LibraryPaths is rather underused in Clang, unlike FilePaths. The latter
notably includes the sysroot for bare-metal toolchains, so this allows
compiler-rt to be found alongside the other libraries shipped as part of
a sysroot rather than requiring it to be bundled with Clang, allowing
bare-metal sysroots to behave much more like real OS sysroots.
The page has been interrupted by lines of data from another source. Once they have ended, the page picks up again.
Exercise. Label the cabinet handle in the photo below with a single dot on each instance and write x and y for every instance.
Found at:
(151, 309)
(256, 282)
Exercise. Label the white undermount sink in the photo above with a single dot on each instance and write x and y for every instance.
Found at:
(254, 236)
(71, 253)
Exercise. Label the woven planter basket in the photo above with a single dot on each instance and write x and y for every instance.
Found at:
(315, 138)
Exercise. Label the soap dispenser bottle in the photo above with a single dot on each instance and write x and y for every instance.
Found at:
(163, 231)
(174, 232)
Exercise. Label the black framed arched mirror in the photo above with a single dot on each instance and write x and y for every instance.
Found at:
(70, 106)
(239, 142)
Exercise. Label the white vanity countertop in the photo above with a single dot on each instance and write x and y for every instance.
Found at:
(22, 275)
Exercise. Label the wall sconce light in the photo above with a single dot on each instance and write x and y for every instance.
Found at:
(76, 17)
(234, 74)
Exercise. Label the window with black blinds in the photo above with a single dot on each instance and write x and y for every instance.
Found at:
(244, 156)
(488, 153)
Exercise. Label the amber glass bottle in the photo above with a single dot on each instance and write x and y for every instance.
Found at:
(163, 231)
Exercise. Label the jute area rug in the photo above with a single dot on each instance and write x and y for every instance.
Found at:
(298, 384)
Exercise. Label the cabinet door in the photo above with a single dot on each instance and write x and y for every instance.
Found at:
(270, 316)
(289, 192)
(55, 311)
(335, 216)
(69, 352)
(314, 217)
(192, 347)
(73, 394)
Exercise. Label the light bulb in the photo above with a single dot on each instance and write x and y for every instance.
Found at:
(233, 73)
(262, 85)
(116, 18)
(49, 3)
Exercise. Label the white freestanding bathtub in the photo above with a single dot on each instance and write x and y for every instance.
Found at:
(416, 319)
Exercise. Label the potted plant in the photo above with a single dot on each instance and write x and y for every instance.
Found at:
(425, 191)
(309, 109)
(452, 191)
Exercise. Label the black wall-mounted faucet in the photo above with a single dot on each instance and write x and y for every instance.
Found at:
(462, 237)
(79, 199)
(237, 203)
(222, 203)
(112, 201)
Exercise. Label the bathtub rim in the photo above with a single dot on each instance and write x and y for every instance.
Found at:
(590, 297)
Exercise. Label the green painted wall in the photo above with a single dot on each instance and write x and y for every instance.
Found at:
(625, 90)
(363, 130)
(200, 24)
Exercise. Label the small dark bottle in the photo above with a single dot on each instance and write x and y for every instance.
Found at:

This is particularly useful for RISC-V where there is an abundance of
possible ISA and ABI choices, but the architecture suffix added to the
library name only captures the architectural word size. Putting them in
ISA and ABI-specific sysroots is the easiest way to allow multiple
configurations to coexist on the system given that such sysroots already
must exist with the system headers and precompiled libc.

Diff Detail

Event Timeline

jrtc27 created this revision.Mar 6 2021, 7:35 AM
jrtc27 requested review of this revision.Mar 6 2021, 7:35 AM
Herald added a project: Restricted Project. · View Herald TranscriptMar 6 2021, 7:35 AM
Herald added a subscriber: cfe-commits. · View Herald Transcript
jrtc27 updated this revision to Diff 328771.Mar 6 2021, 9:16 AM

Added missing file for test

jrtc27 updated this revision to Diff 328772.Mar 6 2021, 9:17 AM

Dropped unintended change

jrtc27 updated this revision to Diff 328773.Mar 6 2021, 9:18 AM

... and another accidental change

jrtc27 added a comment.Mar 6 2021, 9:25 AM

One thing that is currently rather ugly about BareMetal is that it ignores the AddArch argument. Once you have a sysroot, the architecture suffix is rather unnecessary, and given compiler-rt uses LLVM_ENABLE_PER_TARGET_RUNTIME_DIR to decide both whether to add a suffix and whether to add lib/${OS} to the install path, that means you can't nicely point compiler-rt at the sysroot as the install directory (well, unless you do something like make COMPILER_RT_OUTPUT_DIR point at the sysroot not the libdir and set COMPILER_RT_OS_DIR to . (or maybe the empty string also works)).

Ideally BareMetal would honour AddArch like the other toolchains, but you then have several issues:

  1. Are people relying on AddArch _not_ being honoured for things added to LibraryPaths (and therefore you need to check for both)?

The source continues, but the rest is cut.